Perché i tuoi servitori hanno affezione alle sue pietre, ed hanno pietà della sua polvere.
15 Dan zullen de heidenen de Naam van Jahweh vrezen, Alle vorsten der aarde uw majesteit:
Allora le nazioni temeranno il nome dell’Eterno, e tutti i re della terra la tua gloria,
16 Omdat Jahweh Sion herbouwt, En Zich openbaart in zijn glorie;
quando l’Eterno avrà riedificata Sion, sarà apparso nella sua gloria,
17 Zich tot de bede der verlatenen neigt, En hun gebed niet versmaadt!
avrà avuto riguardo alla preghiera dei desolati, e non avrà sprezzato la loro supplicazione.
18 Men schrijve dit op voor een volgend geslacht, Opdat het volk, door Jahweh herschapen, Hem zal prijzen:
Questo sarà scritto per l’età a venire, e il popolo che sarà creato loderà l’Eterno,
19 Als Jahweh weer neerziet Uit zijn heilige woning, En uit de hemel Weer neerblikt op aarde:
perch’egli avrà guardato dall’alto del suo santuario; dal cielo l’Eterno avrà mirato la terra
20 Om het gekerm der gevangenen te horen, Te verlossen, die ten dode zijn gewijd;
per udire i gemiti de’ prigionieri, per liberare i condannati a morte,
21 En om Jahweh’s Naam in Sion te melden, In Jerusalem zijn lof,
affinché pubblichino il nome dell’Eterno in Sion e la sua lode in Gerusalemme,
22 Wanneer de volkeren zich verzamelen, En de koninkrijken, om Jahweh te dienen!

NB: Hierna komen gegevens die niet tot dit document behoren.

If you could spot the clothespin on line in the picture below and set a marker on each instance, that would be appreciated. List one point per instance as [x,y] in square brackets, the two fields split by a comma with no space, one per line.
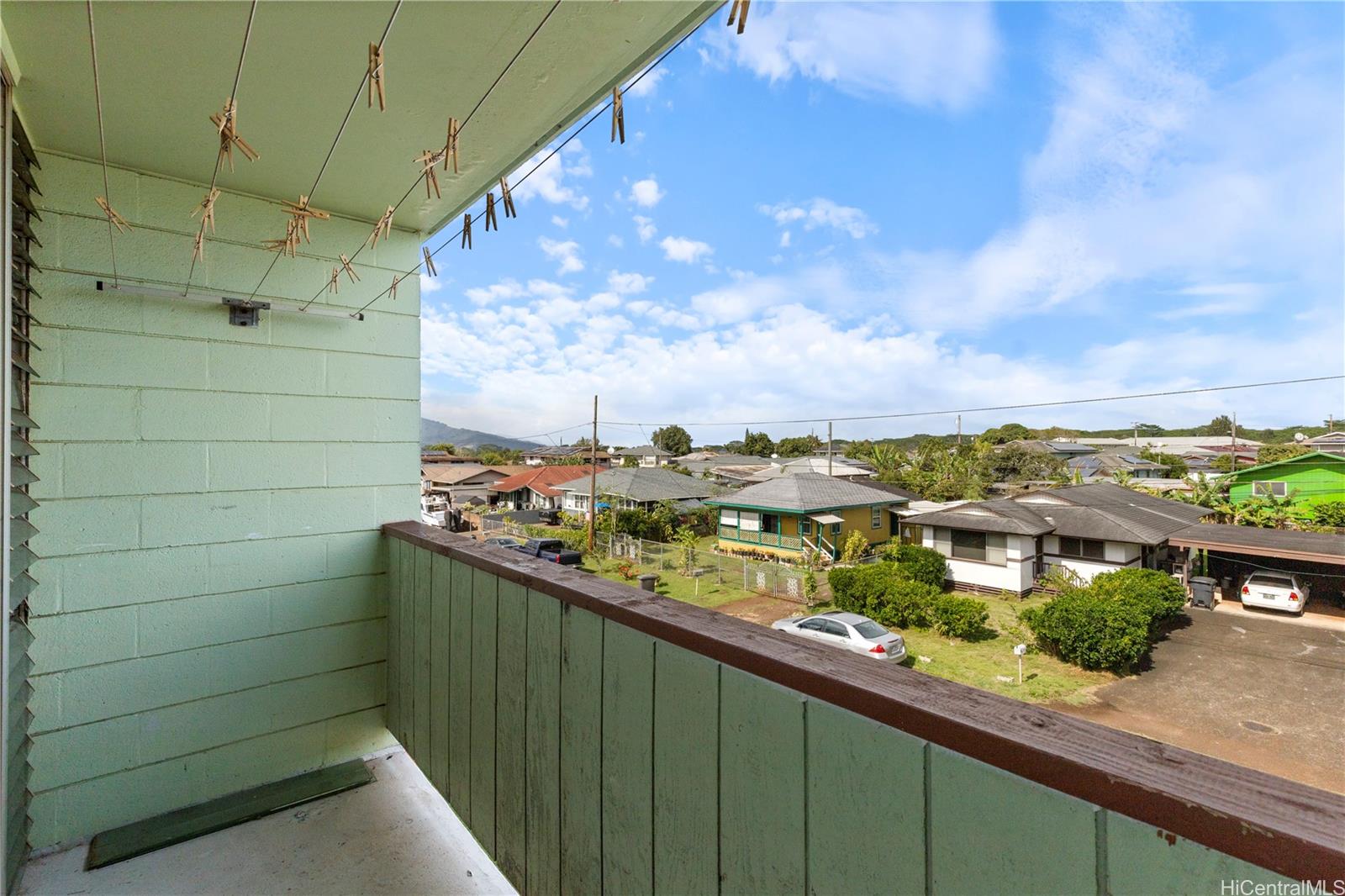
[208,208]
[376,77]
[226,124]
[118,221]
[428,161]
[618,114]
[350,271]
[383,229]
[740,11]
[490,212]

quando i popoli e i regni si raduneranno insieme per servire l’Eterno.
23 Wel heeft Hij midden op mijn weg mijn krachten gebroken, En mijn dagen verkort; maar toch blijf ik bidden:
Egli ha abbattuto le mie forze durante il mio cammino; ha accorciato i miei giorni.
24 Mijn God, neem mij niet weg op de helft mijner dagen; Uw jaren duren van geslacht tot geslacht.
Io ho detto: Dio mio, non mi portar via nel mezzo dei miei giorni; i tuoi anni durano per ogni età.
25 In den beginne hebt Gij de aarde gegrond, En de hemelen zijn het werk uwer handen!
Tu fondasti ab antico la terra, e i cieli son l’opera delle tue mani.
26 Zij zullen vergaan, maar Gij blijft; Als een kleed zullen zij allen verslijten.
Essi periranno, ma tu rimani; tutti quanti si logoreranno come un vestito; tu li muterai come una veste e saranno mutati.
27 Gij verwisselt ze als een mantel, zij zullen verdwijnen; Maar Gij blijft dezelfde, en uw jaren nemen geen einde.
Ma tu sei sempre lo stesso, e gli anni tuoi non avranno mai fine.
28 Zo blijven ook de zonen uwer dienaars bestaan, En hun kroost houdt stand voor uw aanschijn!
I figliuoli de’ tuoi servitori avranno una dimora, e la loro progenie sarà stabilita nel tuo cospetto.